Une Cubaine identifiée sur TikTok sous le nom de @ana.menendez89 est devenue virale avec une vidéo humoristique dans laquelle elle utilise son chien Lucas comme métaphore des émigrants cubains que leurs connaissances sur l'île ignoraient ou maltraitaient, mais à qui ils demandent maintenant de l'argent depuis Cuba.
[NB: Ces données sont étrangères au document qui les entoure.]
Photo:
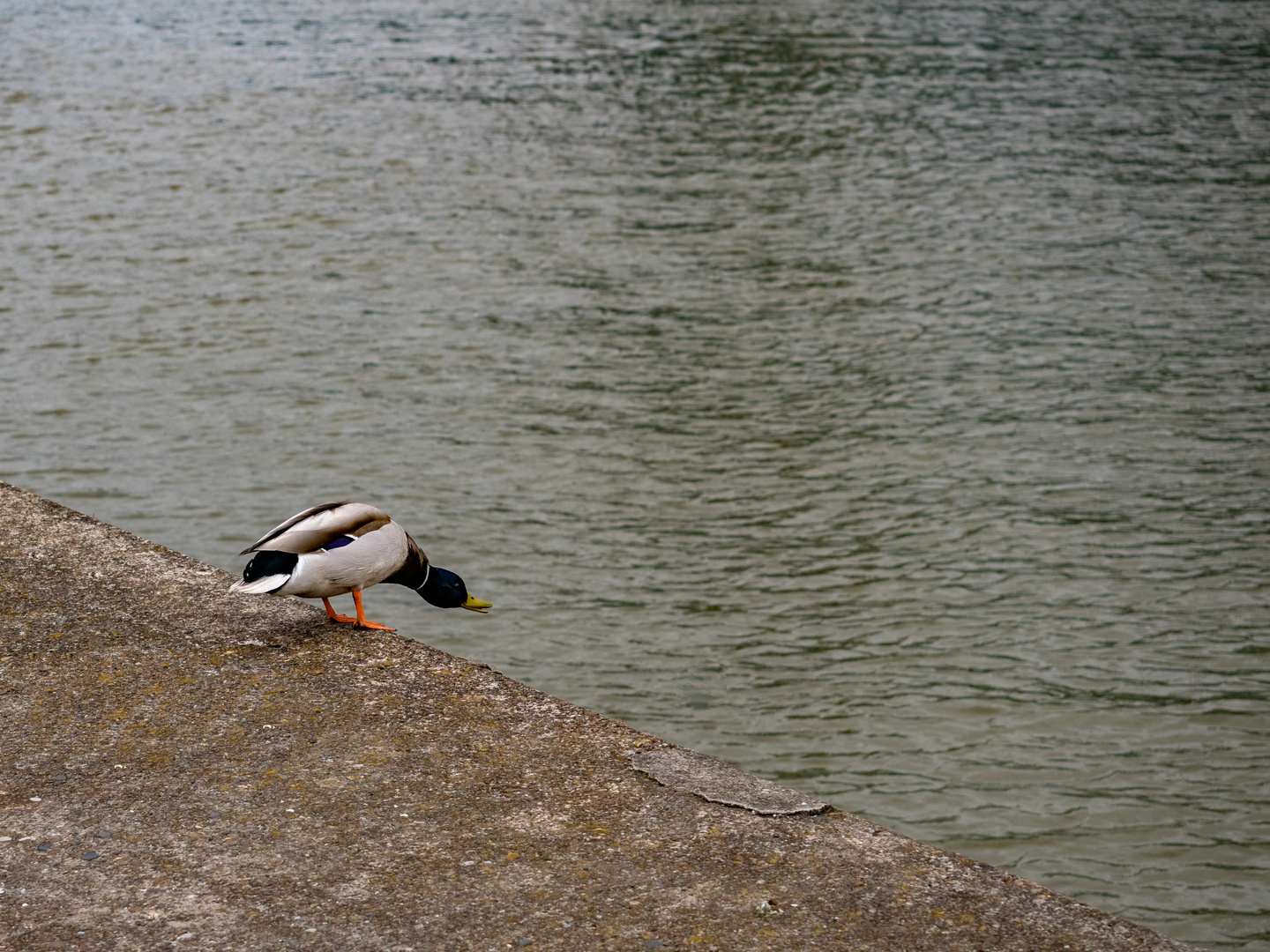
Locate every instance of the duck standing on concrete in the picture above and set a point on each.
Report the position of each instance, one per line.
(340, 547)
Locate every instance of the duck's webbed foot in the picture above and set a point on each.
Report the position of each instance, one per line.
(361, 616)
(334, 617)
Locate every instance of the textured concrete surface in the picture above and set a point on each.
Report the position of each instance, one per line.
(184, 768)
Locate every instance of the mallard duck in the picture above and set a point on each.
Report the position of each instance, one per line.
(340, 547)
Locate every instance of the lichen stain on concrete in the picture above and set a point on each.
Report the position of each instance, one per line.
(185, 768)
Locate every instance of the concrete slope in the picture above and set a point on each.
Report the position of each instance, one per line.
(184, 768)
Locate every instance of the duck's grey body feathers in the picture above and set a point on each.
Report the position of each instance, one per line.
(346, 547)
(318, 527)
(340, 547)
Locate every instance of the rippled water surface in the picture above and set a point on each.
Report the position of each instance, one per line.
(874, 395)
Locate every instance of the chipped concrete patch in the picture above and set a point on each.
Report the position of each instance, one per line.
(721, 782)
(182, 768)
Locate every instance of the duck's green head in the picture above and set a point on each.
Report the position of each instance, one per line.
(444, 589)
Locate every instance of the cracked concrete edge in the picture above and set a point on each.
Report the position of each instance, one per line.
(721, 782)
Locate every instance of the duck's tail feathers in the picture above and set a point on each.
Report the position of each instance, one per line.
(260, 587)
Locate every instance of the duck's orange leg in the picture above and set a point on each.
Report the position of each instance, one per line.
(331, 614)
(361, 616)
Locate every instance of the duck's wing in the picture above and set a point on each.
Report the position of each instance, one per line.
(318, 527)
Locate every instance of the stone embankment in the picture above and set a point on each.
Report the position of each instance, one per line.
(184, 768)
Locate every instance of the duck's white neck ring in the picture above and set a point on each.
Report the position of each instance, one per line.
(427, 571)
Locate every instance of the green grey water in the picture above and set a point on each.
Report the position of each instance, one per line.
(874, 395)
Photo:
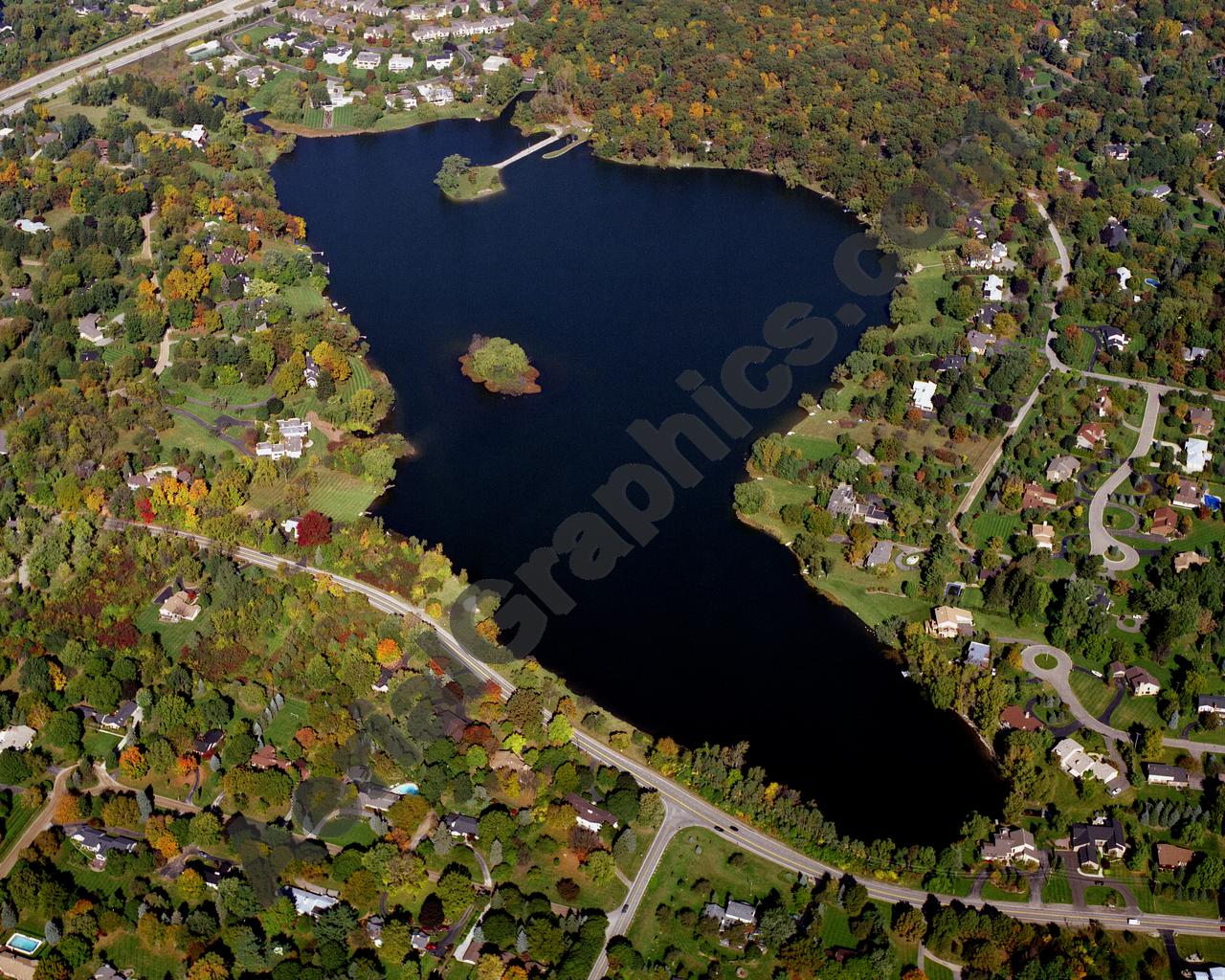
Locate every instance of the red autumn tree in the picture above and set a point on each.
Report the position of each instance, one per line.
(314, 528)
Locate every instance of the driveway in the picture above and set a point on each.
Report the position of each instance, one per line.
(1102, 541)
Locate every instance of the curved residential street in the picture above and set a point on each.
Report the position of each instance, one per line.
(692, 809)
(1058, 678)
(1101, 539)
(39, 823)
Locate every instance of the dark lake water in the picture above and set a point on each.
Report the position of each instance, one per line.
(616, 279)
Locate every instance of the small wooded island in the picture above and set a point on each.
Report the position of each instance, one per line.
(462, 182)
(500, 366)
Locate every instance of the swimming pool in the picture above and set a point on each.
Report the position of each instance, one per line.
(22, 944)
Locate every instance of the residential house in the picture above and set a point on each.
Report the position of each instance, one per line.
(1114, 235)
(1042, 536)
(1114, 338)
(1185, 560)
(88, 328)
(206, 745)
(1189, 495)
(1198, 455)
(589, 814)
(1018, 718)
(1214, 703)
(1141, 682)
(197, 136)
(1009, 845)
(1095, 842)
(923, 393)
(1171, 857)
(310, 903)
(18, 738)
(436, 93)
(979, 342)
(1062, 468)
(460, 826)
(1165, 522)
(880, 555)
(337, 54)
(1089, 435)
(1201, 421)
(180, 607)
(100, 843)
(1160, 774)
(1036, 497)
(979, 655)
(949, 621)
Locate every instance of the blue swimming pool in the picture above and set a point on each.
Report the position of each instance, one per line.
(23, 944)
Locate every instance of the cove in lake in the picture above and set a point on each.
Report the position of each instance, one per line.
(617, 279)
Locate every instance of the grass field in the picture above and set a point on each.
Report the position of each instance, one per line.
(345, 831)
(291, 718)
(174, 635)
(1057, 889)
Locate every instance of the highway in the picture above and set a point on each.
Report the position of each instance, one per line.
(126, 51)
(686, 809)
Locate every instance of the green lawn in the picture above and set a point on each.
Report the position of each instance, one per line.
(341, 495)
(174, 635)
(1057, 889)
(291, 718)
(345, 831)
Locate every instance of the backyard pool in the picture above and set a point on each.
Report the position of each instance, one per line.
(22, 944)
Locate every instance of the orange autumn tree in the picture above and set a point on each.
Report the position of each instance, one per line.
(132, 762)
(388, 652)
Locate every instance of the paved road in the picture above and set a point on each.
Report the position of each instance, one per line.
(694, 808)
(38, 823)
(1058, 678)
(61, 77)
(1101, 539)
(675, 821)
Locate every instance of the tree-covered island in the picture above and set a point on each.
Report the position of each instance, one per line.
(501, 366)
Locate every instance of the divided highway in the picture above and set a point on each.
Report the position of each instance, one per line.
(126, 51)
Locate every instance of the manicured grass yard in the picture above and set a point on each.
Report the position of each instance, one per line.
(174, 635)
(291, 718)
(1057, 889)
(341, 495)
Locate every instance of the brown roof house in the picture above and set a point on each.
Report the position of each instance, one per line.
(1201, 421)
(949, 621)
(1062, 468)
(1165, 522)
(1036, 497)
(1009, 845)
(1042, 536)
(1141, 681)
(1088, 436)
(1185, 560)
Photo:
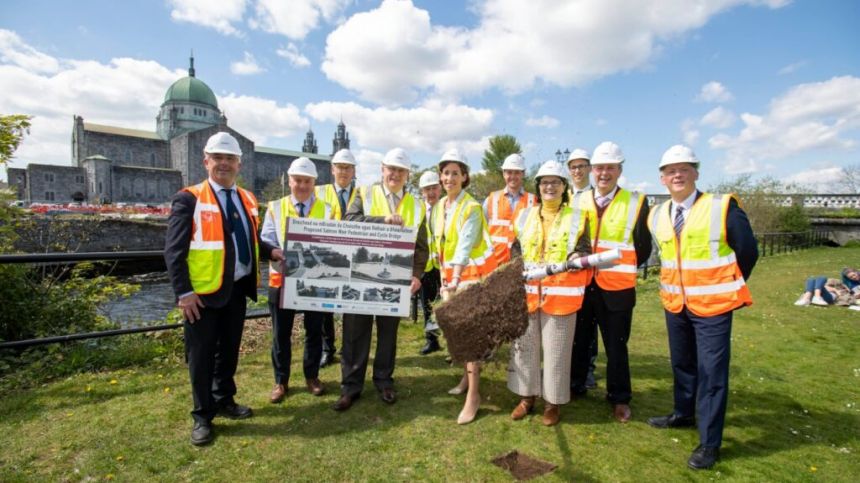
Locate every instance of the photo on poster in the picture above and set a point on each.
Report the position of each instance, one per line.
(310, 289)
(382, 266)
(348, 292)
(316, 261)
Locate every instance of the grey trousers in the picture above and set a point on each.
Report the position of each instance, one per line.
(553, 334)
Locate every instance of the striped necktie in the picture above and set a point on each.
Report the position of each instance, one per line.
(679, 220)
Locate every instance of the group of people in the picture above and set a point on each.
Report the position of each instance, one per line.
(706, 246)
(824, 291)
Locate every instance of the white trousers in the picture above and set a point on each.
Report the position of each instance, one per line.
(553, 333)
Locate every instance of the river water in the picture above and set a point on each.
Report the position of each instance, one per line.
(150, 305)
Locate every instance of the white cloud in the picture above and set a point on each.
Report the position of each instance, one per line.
(430, 128)
(124, 92)
(819, 115)
(14, 51)
(543, 121)
(262, 119)
(369, 166)
(719, 117)
(394, 53)
(292, 54)
(294, 18)
(714, 92)
(792, 68)
(247, 66)
(689, 132)
(824, 178)
(220, 15)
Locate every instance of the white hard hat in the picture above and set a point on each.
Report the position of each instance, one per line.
(397, 158)
(302, 167)
(607, 153)
(222, 142)
(551, 168)
(578, 153)
(344, 156)
(429, 178)
(453, 155)
(679, 154)
(514, 162)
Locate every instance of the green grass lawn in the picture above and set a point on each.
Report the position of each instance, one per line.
(794, 412)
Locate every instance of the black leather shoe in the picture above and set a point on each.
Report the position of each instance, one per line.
(201, 434)
(327, 359)
(672, 421)
(234, 411)
(388, 396)
(703, 458)
(345, 402)
(431, 346)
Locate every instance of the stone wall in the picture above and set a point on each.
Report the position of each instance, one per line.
(55, 184)
(144, 185)
(127, 150)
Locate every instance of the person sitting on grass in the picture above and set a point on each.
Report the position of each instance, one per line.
(823, 291)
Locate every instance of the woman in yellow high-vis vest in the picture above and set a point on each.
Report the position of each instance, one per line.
(462, 243)
(551, 232)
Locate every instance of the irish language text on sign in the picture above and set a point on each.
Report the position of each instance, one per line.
(349, 267)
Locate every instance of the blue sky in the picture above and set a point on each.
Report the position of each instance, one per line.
(770, 87)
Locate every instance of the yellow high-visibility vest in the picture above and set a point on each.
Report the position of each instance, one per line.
(698, 269)
(446, 234)
(560, 294)
(615, 230)
(206, 255)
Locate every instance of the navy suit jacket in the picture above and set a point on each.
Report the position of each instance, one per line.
(177, 243)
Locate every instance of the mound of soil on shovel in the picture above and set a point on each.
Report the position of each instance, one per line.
(479, 318)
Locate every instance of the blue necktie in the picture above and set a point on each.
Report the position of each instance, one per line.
(679, 220)
(239, 232)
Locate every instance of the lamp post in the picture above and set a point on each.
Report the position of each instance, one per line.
(562, 156)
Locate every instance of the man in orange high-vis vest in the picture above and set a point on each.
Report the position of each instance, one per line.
(618, 220)
(300, 203)
(500, 206)
(212, 255)
(707, 252)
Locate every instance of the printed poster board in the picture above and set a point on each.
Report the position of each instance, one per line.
(347, 267)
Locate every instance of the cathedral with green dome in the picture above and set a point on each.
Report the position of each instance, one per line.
(112, 164)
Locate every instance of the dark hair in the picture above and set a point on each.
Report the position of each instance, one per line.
(464, 168)
(565, 196)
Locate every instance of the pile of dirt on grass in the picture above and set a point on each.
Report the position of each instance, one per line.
(523, 467)
(481, 317)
Dans le clip, d'un peu plus d'une minute, la femme narre avec sarcasme comment "Lucas est amoureux d'une chienne qu'il a laissée à Cuba" et que cette "chienne" lui a écrit en demandant 100 dollars.
La blague fonctionne comme une allégorie transparente : la "chienne" qui demande de l'argent depuis Cuba représente ces membres de la famille ou connaissances qui, lorsque l'émigré vivait sur l'île, le traitaient mal, mais qui maintenant qu'il est à l'étranger et a accès à des dollars, apparaissent soudainement très intéressés et avec des demandes économiques.
« Regarde la tête de fille facile qu'elle a. La chienne, quand il vivait à Cuba, était tellement amoureuse, mais quand il était à Cuba, elle le traitait super mal », dit l'auteur avec ironie dans la vidéo.
La cubaine ajoute qu'elle montrera à Lucas une vidéo pour qu'il voit "comment cette chienne le traitait vraiment très mal", et elle conclut en décrivant l'innocence du chien avec une phrase qui a fait éclater de rire les abonnés : "il est un peu idiot, tu le sais, et donc maintenant il croit à toutes les histoires".
"Maintenant, c'est celle qui est le plus amoureuse de lui", conclut-elle en riant, avant de terminer par "ma merde avec ce chien n'est pas facile, ce n'est pas facile."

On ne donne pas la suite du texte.